Jörg Lohrer fbd6630f6d chore: initial project setup

- Git repository mit .gitignore und .editorconfig
- NPM-Projekt mit package.json und Dependencies
- Projekt-Struktur (src/, docs/, examples/, test/)
- Umfassende README.md mit Features und Roadmap
- Architektur-Dokumentation mit Mermaid-Diagrammen
- Design-Entscheidungen dokumentiert
- .env.example für Forgejo API-Konfiguration
- MIT Lizenz und Contributing Guidelines

Status: Phase 1 - Core Parser (Setup abgeschlossen)

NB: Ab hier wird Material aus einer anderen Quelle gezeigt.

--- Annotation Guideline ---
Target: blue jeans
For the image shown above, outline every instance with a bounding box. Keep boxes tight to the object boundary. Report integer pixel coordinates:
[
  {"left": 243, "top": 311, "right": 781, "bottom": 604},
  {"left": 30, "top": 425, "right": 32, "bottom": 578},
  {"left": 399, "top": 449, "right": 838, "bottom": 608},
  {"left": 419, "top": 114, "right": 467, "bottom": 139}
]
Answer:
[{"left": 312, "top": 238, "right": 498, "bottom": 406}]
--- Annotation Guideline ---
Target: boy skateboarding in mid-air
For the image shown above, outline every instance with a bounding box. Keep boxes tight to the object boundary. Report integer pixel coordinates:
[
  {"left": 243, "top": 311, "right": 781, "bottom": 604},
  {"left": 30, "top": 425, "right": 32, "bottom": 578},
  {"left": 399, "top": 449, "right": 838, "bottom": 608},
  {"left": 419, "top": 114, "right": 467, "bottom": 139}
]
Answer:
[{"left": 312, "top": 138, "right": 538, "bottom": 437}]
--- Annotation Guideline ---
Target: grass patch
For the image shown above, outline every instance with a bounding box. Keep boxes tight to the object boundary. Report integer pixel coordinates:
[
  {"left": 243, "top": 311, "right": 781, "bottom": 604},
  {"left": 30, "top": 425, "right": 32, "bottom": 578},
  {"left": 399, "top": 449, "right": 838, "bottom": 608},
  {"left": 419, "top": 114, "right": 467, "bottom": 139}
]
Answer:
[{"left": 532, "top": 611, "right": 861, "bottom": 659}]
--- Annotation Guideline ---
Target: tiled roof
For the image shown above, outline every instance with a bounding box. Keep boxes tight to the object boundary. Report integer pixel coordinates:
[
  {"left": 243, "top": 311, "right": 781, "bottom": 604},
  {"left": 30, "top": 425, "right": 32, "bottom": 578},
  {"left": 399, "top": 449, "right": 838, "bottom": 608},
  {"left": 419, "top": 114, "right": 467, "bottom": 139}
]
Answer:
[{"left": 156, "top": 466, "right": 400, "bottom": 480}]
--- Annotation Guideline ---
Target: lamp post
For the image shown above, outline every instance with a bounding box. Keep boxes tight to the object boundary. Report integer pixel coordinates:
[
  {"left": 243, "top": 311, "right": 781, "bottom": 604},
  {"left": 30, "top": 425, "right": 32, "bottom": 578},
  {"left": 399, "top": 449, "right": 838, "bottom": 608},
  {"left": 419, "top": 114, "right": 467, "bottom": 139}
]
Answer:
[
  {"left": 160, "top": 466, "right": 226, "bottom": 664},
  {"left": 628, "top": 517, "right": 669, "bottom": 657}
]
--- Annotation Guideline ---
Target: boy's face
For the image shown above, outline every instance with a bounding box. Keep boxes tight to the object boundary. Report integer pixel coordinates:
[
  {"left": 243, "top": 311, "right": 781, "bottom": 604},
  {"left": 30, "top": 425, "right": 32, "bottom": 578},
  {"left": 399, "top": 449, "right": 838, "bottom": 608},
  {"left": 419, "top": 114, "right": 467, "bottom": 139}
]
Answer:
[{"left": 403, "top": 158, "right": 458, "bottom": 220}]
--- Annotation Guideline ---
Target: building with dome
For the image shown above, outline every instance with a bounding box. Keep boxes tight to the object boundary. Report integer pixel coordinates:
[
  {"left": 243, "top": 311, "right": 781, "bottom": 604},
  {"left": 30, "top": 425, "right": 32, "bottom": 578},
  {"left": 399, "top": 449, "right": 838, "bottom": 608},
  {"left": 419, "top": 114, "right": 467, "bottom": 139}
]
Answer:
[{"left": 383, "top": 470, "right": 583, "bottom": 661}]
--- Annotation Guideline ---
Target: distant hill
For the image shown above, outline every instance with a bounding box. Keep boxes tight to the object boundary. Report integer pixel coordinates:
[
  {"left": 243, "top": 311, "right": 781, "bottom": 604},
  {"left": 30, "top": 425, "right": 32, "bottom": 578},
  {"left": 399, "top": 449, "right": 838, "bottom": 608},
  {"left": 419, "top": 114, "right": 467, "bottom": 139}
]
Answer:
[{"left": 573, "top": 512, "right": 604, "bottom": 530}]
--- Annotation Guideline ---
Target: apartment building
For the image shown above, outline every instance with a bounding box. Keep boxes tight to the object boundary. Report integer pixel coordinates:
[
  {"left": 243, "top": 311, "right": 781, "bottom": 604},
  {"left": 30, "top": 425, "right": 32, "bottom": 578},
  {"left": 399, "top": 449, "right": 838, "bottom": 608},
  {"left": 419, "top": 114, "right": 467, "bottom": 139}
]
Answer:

2025-10-01 15:28:30 +02:00

11 KiB

Raw Blame History

🏛️ Architektur-Dokumentation

Überblick

MDParser ist ein modularer, erweiterbarer Parser für Markdown-Dateien mit YAML Front Matter, optimiert für die Verarbeitung von AMB-konformen Bildungsressourcen.

📐 Architektur-Diagramm

flowchart TB
    subgraph "Datenquellen"
        File["📄 Lokale Datei"]
        URL["🌐 HTTP/HTTPS URL"]
        API["🔌 Forgejo/Gitea API"]
    end

    subgraph "Core Parser"
        Fetch["Fetch Module<br/>Daten abrufen"]
        Unified["unified Pipeline<br/>remark-parse<br/>remark-frontmatter<br/>remark-gfm"]
        YAMLParser["YAML Parser<br/>yaml library"]
    end

    subgraph "Extraction Layer"
        FrontMatter["Front Matter<br/>Extractor"]
        AMBExtract["AMB Metadata<br/>Extractor<br/>(schema.org)"]
        ContentExtract["Content<br/>Extractor<br/>(AST)"]
    end

    subgraph "Output Formats"
        JSON["📦 JSON<br/>Structured Data"]
        AST["🌲 MDAST<br/>Abstract Syntax Tree"]
        HTML["📝 HTML<br/>(optional)"]
    end

    subgraph "Transformers (Phase 2)"
        WP["WordPress<br/>REST API v2"]
        Nostr["Nostr<br/>NIP-23"]
    end

    File --> Fetch
    URL --> Fetch
    API --> Fetch

    Fetch --> Unified
    Unified --> YAMLParser
    Unified --> FrontMatter

    FrontMatter --> AMBExtract
    FrontMatter --> ContentExtract

    AMBExtract --> JSON
    ContentExtract --> AST
    ContentExtract --> HTML

    JSON --> WP
    JSON --> Nostr
    AST --> WP
    AST --> Nostr

    style Unified fill:#e1f5ff,stroke:#01579b
    style AMBExtract fill:#f3e5f5,stroke:#4a148c
    style JSON fill:#e8f5e9,stroke:#1b5e20

🎯 Design-Prinzipien

1. Modularität

Jede Komponente hat eine klare Verantwortung
Lose Kopplung zwischen Modulen
Einfach erweiterbar durch Plugin-System

2. Isomorphie

Code funktioniert in Node.js und Browser
Keine Node.js-spezifischen APIs im Core
Native fetch für HTTP-Requests

3. Standards-Konformität

AMB-Metadatenstandard (schema.org)
MDAST (Markdown Abstract Syntax Tree)
CommonMark + GFM (GitHub Flavored Markdown)

4. Fehlertoleranz

Graceful Degradation bei fehlenden Metadaten
Validierung mit aussagekräftigen Fehlermeldungen
Optionale Felder werden sauber behandelt

📦 Modul-Struktur

Core Module

1. Parser (`src/parser.js`)

export async function parseMarkdownFile(filePath, options) {
  // Haupteinstiegspunkt für Markdown-Parsing
  // Orchestriert unified Pipeline
  return {
    yaml: {},      // Rohes YAML Front Matter
    metadata: {},  // Extrahierte AMB-Metadaten
    ast: {},       // Markdown AST
    content: "",   // Reiner Content
    html: ""       // Optional: HTML-Output
  }
}

Technologie: unified + remark Ökosystem

Plugins:

remark-parse - Markdown → AST
remark-frontmatter - YAML Front Matter Support
remark-gfm - GitHub Flavored Markdown
remark-stringify - AST → Markdown (optional)
remark-html - AST → HTML (optional)

2. Forgejo Client (`src/forgejo-client.js`)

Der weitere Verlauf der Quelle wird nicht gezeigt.